There are plenty of other companies that have insiders buying up shares. You probably do not want to miss this free list of growing companies that insiders are buying.

Please note, the market returns quoted in this article reflect the market weighted average returns of stocks that currently trade on American exchanges.

Have feedback on this article? Concerned about the content? Get in touch with us directly. Alternatively, email editorial-team (at) simplywallst.com.
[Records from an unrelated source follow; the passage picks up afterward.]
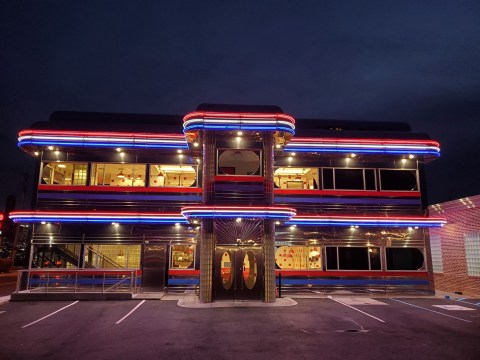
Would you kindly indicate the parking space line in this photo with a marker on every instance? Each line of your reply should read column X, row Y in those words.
column 363, row 312
column 436, row 312
column 131, row 311
column 24, row 326
column 467, row 302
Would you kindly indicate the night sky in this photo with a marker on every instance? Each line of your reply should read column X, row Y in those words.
column 409, row 61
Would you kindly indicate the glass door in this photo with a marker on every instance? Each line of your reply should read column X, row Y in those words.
column 238, row 273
This article by Simply Wall St is general in nature. We provide commentary based on historical data and analyst forecasts only using an unbiased methodology and our articles are not intended to be financial advice. It does not constitute a recommendation to buy or sell any stock, and does not take account of your objectives, or your financial situation. We aim to bring you long-term focused analysis driven by fundamental data. Note that our analysis may not factor in the latest price-sensitive company announcements or qualitative material. Simply Wall St has no position in any stocks mentioned.